«Ich beobachte ‹meine› 14 Bewohner_innen immer», sagt Kdysty Haile, «ich verstehe es als eine meiner Kernaufgaben. Schliesslich bin ich als Pflegehilfe am meisten in Kontakt mit ihnen.» Seit fünf Jahren arbeitet sie im Pflegezentrum «Drei Tannen» in Wald, das zusammen mit zwei weiteren Heimen an der Studie teilgenommen hat. Die Bewohner_innen in der Demenzabteilung kennt sie genau. Jede und jeder sei eine eigene Persönlichkeit, habe eine Biografie, betont Haile, und eine persönliche Beziehung trage dazu bei, Schmerzen besser zu erkennen.
Den Schmerzen auf der Spur
«Herr Meier* macht oft aus Langeweile ein grimmiges Gesicht», erzählt Haile, «das hat nicht mit Schmerzen zu tun.» Aber natürlich erkenne man an der Mimik durchaus auch Schmerzen. Nicht nur: Wenn jemand beim Aufstehen innehalte oder beim Aufheben vom Bett mit dem Ellbogen ausweiche, könne dies auf Rückenschmerzen hinweisen. Ebenso könne aggressives Verhalten entweder demenz- oder schmerzbedingt auftreten.
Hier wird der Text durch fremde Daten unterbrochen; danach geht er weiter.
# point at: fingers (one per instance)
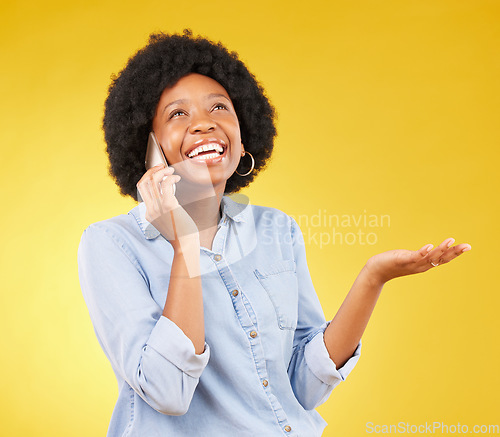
(150, 184)
(453, 252)
(445, 252)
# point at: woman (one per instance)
(203, 305)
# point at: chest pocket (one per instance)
(280, 282)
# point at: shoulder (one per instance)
(123, 231)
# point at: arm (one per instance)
(312, 373)
(184, 304)
(348, 325)
(149, 351)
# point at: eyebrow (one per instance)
(183, 101)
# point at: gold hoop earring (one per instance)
(253, 165)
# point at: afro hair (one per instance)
(134, 94)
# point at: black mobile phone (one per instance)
(155, 155)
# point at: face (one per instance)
(196, 114)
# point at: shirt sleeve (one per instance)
(149, 351)
(313, 375)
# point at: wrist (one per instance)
(186, 245)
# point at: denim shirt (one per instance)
(265, 366)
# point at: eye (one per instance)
(219, 106)
(176, 113)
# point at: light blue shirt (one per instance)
(265, 366)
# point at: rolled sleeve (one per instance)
(322, 366)
(179, 349)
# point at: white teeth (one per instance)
(209, 156)
(206, 147)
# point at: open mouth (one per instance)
(207, 150)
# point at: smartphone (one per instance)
(155, 155)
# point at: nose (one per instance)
(202, 122)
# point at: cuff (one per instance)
(171, 343)
(320, 363)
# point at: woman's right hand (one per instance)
(163, 210)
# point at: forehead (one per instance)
(191, 87)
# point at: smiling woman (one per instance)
(204, 306)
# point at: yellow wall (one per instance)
(385, 108)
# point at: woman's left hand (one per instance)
(394, 263)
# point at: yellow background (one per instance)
(388, 107)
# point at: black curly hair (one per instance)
(134, 94)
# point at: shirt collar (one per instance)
(230, 210)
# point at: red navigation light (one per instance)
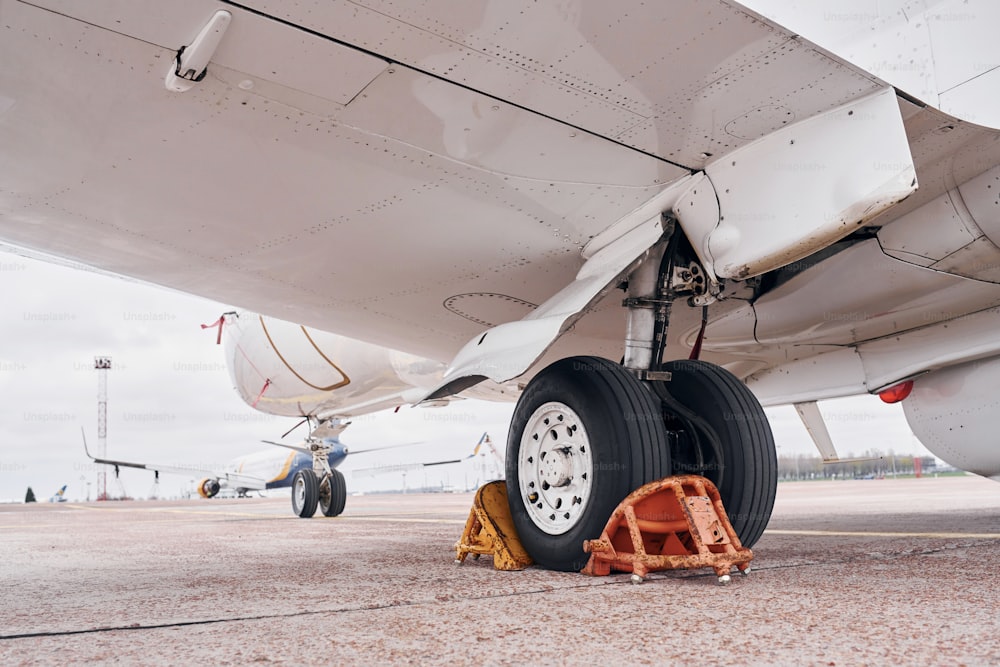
(897, 392)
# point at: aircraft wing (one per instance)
(464, 166)
(234, 479)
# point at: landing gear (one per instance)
(305, 493)
(333, 494)
(584, 434)
(721, 432)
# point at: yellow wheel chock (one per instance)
(674, 523)
(490, 530)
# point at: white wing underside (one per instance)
(405, 176)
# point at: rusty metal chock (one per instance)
(674, 523)
(490, 530)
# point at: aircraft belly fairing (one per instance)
(492, 185)
(473, 182)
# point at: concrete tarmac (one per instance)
(875, 572)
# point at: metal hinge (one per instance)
(191, 62)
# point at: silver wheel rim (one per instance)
(555, 468)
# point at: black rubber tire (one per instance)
(628, 447)
(747, 475)
(306, 482)
(333, 494)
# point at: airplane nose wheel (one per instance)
(555, 464)
(332, 493)
(305, 493)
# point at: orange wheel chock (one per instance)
(672, 524)
(490, 530)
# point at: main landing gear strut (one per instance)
(320, 486)
(587, 431)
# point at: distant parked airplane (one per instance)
(271, 469)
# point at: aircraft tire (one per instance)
(333, 494)
(742, 461)
(305, 493)
(584, 434)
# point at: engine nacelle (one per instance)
(208, 487)
(953, 412)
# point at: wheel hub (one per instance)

Vor der Studie teilten die Pflegehilfen ihre Beobachtungen jeweils am Teamrapport oder bei der Übergabe an die Nachtwache. Während der eineinhalbjährigen Studiendauer wurde dieser Prozess leicht angepasst: Hat die Pflegehilfe den Verdacht auf Schmerzen, beobachtet sie die Person zwei Minuten lang. Dann holt sie eine Pflegefachperson dazu. «Wir beobachten dann gemeinsam weitere zwei Minuten, ganz nach dem Vieraugenprinzip», so Haile. Pflegefachperson und Pflegehelfer_in besprechen anschliessend gemeinsam, welche Massnahmen sie ergreifen. Eine Aromaölmassage, eine physiotherapeutische Übung oder eine Wärmeflasche genügen manchmal, um die Schmerzen zu lindern. Wenn nicht, verabreicht das Fachpersonal Schmerzmedikamente. Dabei beobachten alle die Wirkung. Die Dosierung wird bei Bedarf in Absprache mit der Ärztin, dem Arzt angepasst.
Vielversprechende Ergebnisse
«In allen drei Heimen reduzierte sich die Anzahl Schmerzereignisse signifikant um mehr als die Hälfte», berichtet die Studienleiterin Prof. Andrea L. Koppitz von der Zürcher Hochschule für Angewandte Wissenschaften. Darüber hinaus wurden die schmerzfreien Zeitspannen länger.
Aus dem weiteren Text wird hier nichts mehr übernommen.